Social media use contributing to poor mental health in Indonesia, research finds
Social media use is contributing to poor mental health in Indonesia, research presented in a paper by Sujarwoto Sujarwoto, Gindo Tampubolon and Adi Cilik Pierewan has found.
The paper examines the specific effect of social media on mental health in the developing country.
It found that social media had a detrimental effect on mental health – as has been documented globally. But the authors noted specifics to developing countries such as Indonesia.
Researchers said that the country’s high levels of inequality are highlighted on social media leading to envy and resentment at seeing happy, positive social media images of how others live.
Inequality in Indonesia has been rising fast since 2000 and the country has the third-fastest-growing economy among the G20 economies.
It has a rising consumer class which contrasts starkly against those with less education or unable to get employment.
Indonesia's transition to democracy has also played out on social media with negative results.
A cacophony of news about government failures, corruption, crime, conflicts and poverty is amplified on social media on a daily basis – providing little escape for the country’s citizens.
The study looked specifically at Facebook, Twitter and chat, and analysed 22,423 individuals across nearly 300 districts of the country.
Social media is incredibly popular in Indonesia; Facebook reported a total of 54 million individual users in Indonesia, making it the fourth largest Facebook-using country in the world, while Twitter reported 22 million Indonesian users, putting the country in fifth place worldwide.
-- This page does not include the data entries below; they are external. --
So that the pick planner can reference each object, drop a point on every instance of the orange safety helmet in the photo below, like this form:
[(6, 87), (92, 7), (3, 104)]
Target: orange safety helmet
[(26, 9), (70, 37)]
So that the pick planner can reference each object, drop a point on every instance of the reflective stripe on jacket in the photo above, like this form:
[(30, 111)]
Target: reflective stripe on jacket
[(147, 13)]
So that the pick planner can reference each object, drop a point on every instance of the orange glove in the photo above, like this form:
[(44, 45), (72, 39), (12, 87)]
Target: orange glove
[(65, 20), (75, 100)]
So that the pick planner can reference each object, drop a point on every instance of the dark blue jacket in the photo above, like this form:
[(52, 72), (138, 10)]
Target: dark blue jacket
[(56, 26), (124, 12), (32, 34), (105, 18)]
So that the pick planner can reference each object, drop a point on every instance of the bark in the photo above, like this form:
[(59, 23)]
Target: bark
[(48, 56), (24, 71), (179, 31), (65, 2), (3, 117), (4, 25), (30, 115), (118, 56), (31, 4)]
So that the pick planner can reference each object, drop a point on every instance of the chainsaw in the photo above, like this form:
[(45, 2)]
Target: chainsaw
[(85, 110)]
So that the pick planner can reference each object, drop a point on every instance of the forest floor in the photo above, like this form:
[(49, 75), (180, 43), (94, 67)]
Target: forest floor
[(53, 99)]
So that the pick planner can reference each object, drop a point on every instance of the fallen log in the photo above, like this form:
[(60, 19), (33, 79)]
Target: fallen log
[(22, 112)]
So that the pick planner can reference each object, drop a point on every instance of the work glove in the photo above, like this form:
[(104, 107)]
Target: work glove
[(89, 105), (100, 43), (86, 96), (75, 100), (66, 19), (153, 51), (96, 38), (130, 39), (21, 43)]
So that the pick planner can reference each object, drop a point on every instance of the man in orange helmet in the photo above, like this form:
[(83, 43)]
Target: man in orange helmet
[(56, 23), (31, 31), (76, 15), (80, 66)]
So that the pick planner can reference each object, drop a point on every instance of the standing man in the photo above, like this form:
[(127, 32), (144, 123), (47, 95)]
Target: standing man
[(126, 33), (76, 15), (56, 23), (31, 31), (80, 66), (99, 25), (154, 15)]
Twitter also reported that Indonesian users publish a total of 385 ‘Tweets’ per second on average.
Meanwhile, mental disorders are becoming a major burden in the country.
Based on the latest Indonesia Basic Health Research survey 2018, the prevalence of individuals with mental disorders in the country is an estimated 11.8 million people.
Global Development Institute researcher Gindo Tampubolon said: “It’s a strong reminder that these technologies can have a downside.
"We would like to see public health officials think creatively about how we can encourage citizens to take a break from social media or be aware of the negative consequences it can have on mental health.”
The authors call for public health interventions and policies advocating wise use of online social media to prevent increased mental illness driven by excessive social media use in Indonesia.